Quattro luglio, Alli Galli e car seat

Il quattro luglio è una festa per famiglie. Si fanno picnic e bbq all’aperto con tantissimi bambini.

Siamo andati ad un evento a Palo Alto: una gara a chi cucinava meglio il chili. C’era tantissima gente e, non ci crederete, c’era una grande pista da ballo dove una tizia con microfono insegnava a tutti come si balla l’Alli Galli. Volevo scendere in pista per far vedere che esistono intere popolazioni esperte (e non si tratta di Vatussi), ma la panzona mi ha trattenuto.
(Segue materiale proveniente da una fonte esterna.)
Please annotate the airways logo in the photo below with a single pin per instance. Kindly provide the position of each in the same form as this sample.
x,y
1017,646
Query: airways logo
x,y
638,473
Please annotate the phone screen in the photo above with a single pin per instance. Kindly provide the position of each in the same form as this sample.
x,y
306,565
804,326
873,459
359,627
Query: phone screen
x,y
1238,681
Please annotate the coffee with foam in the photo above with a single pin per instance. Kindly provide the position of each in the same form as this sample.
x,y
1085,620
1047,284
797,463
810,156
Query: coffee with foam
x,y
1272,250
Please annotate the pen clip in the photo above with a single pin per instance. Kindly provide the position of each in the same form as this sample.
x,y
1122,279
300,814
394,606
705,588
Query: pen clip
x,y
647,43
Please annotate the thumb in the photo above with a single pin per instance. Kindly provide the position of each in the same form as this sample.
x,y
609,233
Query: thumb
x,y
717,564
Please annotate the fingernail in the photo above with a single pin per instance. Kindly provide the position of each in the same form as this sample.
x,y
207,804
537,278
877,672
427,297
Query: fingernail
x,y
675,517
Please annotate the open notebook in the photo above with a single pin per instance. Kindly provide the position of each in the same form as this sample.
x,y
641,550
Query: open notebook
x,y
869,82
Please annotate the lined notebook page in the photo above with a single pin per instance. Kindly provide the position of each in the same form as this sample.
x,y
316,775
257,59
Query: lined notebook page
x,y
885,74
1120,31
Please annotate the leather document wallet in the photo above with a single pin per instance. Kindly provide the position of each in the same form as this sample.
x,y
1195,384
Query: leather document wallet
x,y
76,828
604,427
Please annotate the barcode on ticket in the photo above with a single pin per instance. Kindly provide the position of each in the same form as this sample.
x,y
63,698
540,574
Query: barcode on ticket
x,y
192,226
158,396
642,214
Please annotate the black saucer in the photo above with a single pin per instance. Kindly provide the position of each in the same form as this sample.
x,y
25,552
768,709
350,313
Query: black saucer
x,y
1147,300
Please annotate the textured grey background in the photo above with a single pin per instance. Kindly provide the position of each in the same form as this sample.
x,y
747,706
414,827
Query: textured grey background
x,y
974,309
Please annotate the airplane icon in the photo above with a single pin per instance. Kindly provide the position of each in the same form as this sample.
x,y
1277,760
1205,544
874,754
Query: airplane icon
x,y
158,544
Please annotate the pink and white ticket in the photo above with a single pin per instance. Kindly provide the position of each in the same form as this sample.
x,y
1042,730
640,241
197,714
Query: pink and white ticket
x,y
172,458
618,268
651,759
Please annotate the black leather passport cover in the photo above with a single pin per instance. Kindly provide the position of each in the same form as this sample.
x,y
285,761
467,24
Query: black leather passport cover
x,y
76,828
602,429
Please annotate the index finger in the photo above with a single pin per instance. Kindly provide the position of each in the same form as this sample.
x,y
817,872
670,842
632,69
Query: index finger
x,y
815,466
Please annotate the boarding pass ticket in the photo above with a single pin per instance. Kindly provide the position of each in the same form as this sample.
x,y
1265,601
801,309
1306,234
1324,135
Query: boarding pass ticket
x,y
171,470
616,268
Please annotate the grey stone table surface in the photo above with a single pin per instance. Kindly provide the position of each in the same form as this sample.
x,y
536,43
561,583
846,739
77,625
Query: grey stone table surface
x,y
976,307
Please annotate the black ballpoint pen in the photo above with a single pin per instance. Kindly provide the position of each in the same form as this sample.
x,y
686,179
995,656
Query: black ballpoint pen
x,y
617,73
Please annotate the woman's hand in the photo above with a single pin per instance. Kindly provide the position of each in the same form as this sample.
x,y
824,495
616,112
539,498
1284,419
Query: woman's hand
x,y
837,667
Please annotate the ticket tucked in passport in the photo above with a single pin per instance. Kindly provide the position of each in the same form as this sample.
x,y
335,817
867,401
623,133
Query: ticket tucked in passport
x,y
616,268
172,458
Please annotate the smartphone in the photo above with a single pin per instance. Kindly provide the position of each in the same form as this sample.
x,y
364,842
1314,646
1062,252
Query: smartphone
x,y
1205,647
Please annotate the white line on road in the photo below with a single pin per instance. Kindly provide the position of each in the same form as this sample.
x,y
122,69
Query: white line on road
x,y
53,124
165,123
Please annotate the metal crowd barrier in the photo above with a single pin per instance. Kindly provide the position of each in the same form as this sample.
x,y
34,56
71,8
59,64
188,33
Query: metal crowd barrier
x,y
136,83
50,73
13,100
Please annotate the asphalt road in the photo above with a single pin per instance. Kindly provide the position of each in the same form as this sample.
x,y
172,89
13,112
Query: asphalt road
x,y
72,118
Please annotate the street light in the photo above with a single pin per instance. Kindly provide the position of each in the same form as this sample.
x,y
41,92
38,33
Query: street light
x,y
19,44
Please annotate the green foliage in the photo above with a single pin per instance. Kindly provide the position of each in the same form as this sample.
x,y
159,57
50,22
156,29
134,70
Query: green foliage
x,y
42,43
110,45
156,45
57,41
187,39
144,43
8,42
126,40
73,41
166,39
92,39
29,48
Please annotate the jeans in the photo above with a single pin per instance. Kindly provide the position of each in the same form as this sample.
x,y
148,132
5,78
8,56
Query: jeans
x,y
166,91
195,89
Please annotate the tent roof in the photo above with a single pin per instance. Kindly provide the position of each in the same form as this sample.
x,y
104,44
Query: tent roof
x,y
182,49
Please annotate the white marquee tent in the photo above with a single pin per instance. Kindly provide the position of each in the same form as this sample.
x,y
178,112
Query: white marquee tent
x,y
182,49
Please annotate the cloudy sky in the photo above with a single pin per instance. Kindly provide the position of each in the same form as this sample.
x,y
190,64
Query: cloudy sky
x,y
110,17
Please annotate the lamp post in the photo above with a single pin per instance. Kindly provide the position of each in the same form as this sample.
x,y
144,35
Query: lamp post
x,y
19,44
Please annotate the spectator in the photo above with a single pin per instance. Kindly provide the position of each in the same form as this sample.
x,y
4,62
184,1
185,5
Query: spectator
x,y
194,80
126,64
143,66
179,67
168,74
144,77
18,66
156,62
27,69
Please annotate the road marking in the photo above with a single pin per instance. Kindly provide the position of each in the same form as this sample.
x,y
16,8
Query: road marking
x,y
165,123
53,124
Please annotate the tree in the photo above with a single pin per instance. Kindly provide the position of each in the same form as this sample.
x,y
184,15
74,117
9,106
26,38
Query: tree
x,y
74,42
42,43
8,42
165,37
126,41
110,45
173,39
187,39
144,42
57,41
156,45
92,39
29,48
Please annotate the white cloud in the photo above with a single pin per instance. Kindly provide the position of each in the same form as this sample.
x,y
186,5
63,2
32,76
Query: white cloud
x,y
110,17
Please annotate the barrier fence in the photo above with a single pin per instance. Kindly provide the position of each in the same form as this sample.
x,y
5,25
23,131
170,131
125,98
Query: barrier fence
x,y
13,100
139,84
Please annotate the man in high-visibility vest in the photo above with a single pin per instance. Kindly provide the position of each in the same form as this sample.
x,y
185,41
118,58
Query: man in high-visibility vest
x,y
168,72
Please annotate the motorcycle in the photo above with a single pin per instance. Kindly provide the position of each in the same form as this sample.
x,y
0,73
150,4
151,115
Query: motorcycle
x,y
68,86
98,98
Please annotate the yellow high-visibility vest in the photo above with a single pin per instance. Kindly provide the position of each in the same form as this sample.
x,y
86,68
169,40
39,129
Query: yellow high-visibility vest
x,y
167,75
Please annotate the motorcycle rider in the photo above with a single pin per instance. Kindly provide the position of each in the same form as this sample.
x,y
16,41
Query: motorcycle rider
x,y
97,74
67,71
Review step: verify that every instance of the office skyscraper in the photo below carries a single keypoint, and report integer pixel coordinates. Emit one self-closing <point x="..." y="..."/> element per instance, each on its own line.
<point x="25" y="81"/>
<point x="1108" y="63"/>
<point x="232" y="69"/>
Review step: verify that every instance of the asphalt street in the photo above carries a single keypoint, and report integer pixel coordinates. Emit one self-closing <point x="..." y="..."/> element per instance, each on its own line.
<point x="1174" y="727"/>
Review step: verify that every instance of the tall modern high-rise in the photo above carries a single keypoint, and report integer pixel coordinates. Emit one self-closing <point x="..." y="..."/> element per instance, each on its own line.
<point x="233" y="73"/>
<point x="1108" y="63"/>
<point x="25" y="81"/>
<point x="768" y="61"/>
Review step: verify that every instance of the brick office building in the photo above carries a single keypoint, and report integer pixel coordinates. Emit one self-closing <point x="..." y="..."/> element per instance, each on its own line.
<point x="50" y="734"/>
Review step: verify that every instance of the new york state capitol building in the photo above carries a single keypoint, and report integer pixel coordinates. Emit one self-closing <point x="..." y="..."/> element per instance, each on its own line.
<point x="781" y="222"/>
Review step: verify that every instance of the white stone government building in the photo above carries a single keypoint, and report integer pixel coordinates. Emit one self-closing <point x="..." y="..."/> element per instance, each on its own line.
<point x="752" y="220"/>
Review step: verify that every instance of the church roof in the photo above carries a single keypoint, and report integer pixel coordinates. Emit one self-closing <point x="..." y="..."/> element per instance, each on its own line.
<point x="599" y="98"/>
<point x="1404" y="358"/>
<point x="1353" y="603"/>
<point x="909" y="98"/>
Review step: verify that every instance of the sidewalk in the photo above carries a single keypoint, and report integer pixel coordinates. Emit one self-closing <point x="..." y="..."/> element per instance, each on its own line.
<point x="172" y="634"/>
Poi in serata siamo andati a vedere i fuochi sull’acqua al porto di Redwood City.

Per quanto riguarda la nascita, ci hanno detto che il baby è quasi in arrivo. Mercoledi’ decideranno se indurre il parto. Se invece accade naturalmente, non abbiamo nessuna idea di quanta fretta potremo avere, quindi abbiamo preparato una borsa con tutto il necessario davanti alla porta.

La panzona fa lunghe passeggiate, che sembra facciano bene sia a lei che al piccolo, ed ha visite quasi tutti i giorni.

Oggi abbiamo anche montato il Car Seat, che sembra essere la cosa piu’ importante di tutte. Di per se’ montarlo e’ una cavolata, ma ci sono due libretti di istruzioni: quello della macchina che e’ scritto per tutti i possibili seggiolini e quello del seggiolino scritto per tutte le possibili macchine. Il risultato e’ che non ci si capisce nulla e una cosa banale sembra diventare complicatissima. C’e’ anche un corso apposito per montare il car seat, e consigliano di farlo almeno un mese prima della nascita.